Ce qu'on m'a reproché le plus, au procès, c'est d'avoir introduit une femme, d'avoir introduit ma maîtresse au domicile conjugal. A leurs yeux, je crois bien que c'est mon plus grand crime et qu'on m'aurait pardonné, à la rigueur, d'avoir tué. Mais mettre Martine face à face avec Armande, ils en étaient tellement indignés qu'ils ne trouvaient pas les mots pour qualifier ma conduite.
Qu'est-ce que vous aurez fait, mon juge ? Est-ce que je pouvais m'en aller tout de suite. Est-ce que cela aurait paru plus naturel ? Comme ça, dès le premier jour de but en blanc ?
Est-ce que je savais seulement où nous allions ? Il y a une chose que je savais, une seule, c'est que je ne pouvais plus me passer d'elle et que j'éprouvais une douleur physique aussi violente que celle du plus affligé de mes malades dès qu'elle n'était plus près de moi, dès que je ne la voyais pas, que je ne l'entendais pas.

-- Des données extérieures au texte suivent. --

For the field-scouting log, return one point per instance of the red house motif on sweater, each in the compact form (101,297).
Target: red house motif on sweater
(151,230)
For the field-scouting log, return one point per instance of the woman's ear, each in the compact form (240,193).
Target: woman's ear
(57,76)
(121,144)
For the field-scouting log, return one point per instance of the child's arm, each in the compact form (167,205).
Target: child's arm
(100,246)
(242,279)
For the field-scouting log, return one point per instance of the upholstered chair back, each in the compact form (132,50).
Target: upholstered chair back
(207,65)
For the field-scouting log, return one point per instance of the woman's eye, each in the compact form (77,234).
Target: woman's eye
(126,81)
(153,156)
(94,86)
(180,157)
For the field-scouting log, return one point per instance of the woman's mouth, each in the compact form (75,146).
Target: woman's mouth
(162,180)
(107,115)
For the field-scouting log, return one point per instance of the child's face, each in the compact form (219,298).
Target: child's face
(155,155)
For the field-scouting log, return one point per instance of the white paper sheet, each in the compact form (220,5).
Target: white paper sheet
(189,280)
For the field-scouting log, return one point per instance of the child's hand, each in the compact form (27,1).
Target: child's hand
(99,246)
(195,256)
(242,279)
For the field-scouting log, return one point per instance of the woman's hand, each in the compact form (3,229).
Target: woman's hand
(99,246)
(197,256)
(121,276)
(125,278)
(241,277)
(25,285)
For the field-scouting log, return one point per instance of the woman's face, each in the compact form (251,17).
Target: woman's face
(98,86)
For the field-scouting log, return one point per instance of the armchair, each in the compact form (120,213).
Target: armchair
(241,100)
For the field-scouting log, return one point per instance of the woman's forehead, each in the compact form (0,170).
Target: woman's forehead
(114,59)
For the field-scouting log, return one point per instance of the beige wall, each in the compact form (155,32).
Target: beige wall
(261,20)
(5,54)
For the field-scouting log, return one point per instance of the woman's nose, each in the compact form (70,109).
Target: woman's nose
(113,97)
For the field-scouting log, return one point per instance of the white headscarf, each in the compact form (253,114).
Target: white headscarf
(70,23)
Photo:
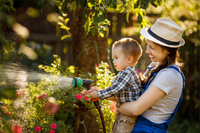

C'était soudain le vide total.
Est-ce que c'est tellement extraordinaire ? Est-ce que je suis le seul homme à avoir connu ce vertige ?
Est-ce que je suis le premier à avoir haï tous ceux qui étaient susceptibles de s'approcher d'elle en mon absence ?
On aurait pu le croire en écoutant ces messieurs qui regardaient d'un air tantôt indigné, tantôt apitoyé. Plus souvent indigné.
Lettre à mon juge, Georges Simenon dans TOUT SIMENON vol. 1 aux Presses de la Cité, et en Livre de Poche - Du fond de sa cellule, le Docteur Charles Alavoine, condamné pour le meurtre de sa maîtresse, écrit à son juge, pour s'expliquer. Georges Simenon dénonce le cirque des Assises, et tente de nous faire comprendre comment un homme devient un monstre de jalousie, de possessivité. Éclairage sur ce qu'on qualifierait aujourd'hui de féminicide ?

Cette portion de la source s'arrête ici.